Supporters of the shift Fiducia Supplicans might insist any destabilizing consequences have already been weighed and found undaunting. The U.S. Conference of Catholic Bishops has given the declaration a 1.5 thumbs up by noting the text vigorously affirms Church teaching on the true nature of marriage. Nothing in that regard changes, the USCCB said, simply by permitting clergy to give informal blessings to LGBT couples, the divorced and remarried, or the cohabiting.

The document must be seen as a positive “effort to accompany people through the imparting of pastoral blessings because each of us needs God’s healing love and mercy in our lives,” according to the USCCB statement.

Canada’s Catholic bishops had yet to respond as The Register went to press. It seems a safe bet it will express similar optimism and concur with the minimalism of risk or change for the Church. Arguably, in light of our collective Catholic need for “God’s healing love and mercy,” it courts churlishness to answer otherwise.

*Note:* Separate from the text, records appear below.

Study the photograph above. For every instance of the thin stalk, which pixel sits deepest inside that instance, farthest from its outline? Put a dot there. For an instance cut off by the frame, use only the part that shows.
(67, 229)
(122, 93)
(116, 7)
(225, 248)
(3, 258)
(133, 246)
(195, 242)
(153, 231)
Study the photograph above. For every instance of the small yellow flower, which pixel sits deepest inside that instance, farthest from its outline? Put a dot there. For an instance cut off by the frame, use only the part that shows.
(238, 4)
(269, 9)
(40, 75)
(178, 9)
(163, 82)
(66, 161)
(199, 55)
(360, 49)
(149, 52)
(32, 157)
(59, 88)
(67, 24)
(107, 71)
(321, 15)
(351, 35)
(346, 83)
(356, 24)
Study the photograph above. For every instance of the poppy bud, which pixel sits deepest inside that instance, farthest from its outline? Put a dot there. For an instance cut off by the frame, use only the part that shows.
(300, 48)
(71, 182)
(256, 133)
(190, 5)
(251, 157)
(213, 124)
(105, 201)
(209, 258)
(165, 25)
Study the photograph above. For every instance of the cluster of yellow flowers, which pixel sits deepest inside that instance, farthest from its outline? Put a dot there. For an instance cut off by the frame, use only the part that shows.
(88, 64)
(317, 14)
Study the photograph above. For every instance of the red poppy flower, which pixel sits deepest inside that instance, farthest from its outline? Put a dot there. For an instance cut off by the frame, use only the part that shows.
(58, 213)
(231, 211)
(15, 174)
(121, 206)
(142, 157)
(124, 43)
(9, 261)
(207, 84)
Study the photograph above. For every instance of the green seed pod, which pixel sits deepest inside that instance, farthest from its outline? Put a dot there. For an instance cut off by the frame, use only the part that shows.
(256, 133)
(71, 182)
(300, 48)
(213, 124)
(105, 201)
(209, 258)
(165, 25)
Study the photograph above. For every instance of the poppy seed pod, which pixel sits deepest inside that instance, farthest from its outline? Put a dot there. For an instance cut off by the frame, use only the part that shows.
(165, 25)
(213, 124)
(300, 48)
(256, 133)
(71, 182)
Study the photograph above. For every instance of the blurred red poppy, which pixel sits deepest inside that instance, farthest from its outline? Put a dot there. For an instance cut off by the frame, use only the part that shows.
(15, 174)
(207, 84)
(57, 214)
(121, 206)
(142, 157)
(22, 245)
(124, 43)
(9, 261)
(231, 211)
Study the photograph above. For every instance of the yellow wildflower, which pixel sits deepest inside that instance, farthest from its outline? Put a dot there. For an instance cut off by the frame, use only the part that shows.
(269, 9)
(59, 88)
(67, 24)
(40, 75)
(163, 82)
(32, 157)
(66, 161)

The cautionary argument, however, offers two evident contraindications. The first involves sheer volume. If nothing changes, why the need for a 5,000-word text to say so? Even factoring for clerical tendency to homiletic long-windedness, that is a large load of verbosity to say: “Nothing to see here.”

In fact, much of the loquaciousness is taken up with what is acknowledged as a novel, and to the lay person dizzying, distinction between “pastoral” and “liturgical” blessings, which seems to emphasize the importance of the former while minimizing their meaning. In short, we all give and receive blessings for many things, even from ordained priests, but they should not be elevated to the level of the Church’s formal liturgical benedictions. The problem, of course, is that no one seeking a priestly blessing on their loving partnership wants it to be of a kind with the “bless you” that follows a sneeze.

Enter Fr. James Martin, the LGBT activist priest, who welcomed Fiducia Supplicans not as a safeguard of minimal change but as the minimum of what those in “irregular unions” require to be fully included Catholics. He hailed this week’s document as “a marked shift from the statement “God does not and cannot bless sin,” made by Pope Francis a mere two years ago. Then he quantified it as a “major step forward in the Church’s ministry to LGBTQ people.”

The operative word is “step.” Try this experiment at home to see why. Poised in a position of delicate, even precarious, balance, try taking just one step. Now imagine an eager multitude pressing you to take what they believe is your necessary next step forward. We need not embrace catastrophism to prudently assess the risks that might lie ahead.

What lies immediately ahead, fortunately, is the celebration of the birth of our Lord Jesus Christ, the Saviour of the World. We at The Register wish all our readers a peaceful, joyful, loving time to treasure the Gift we have received.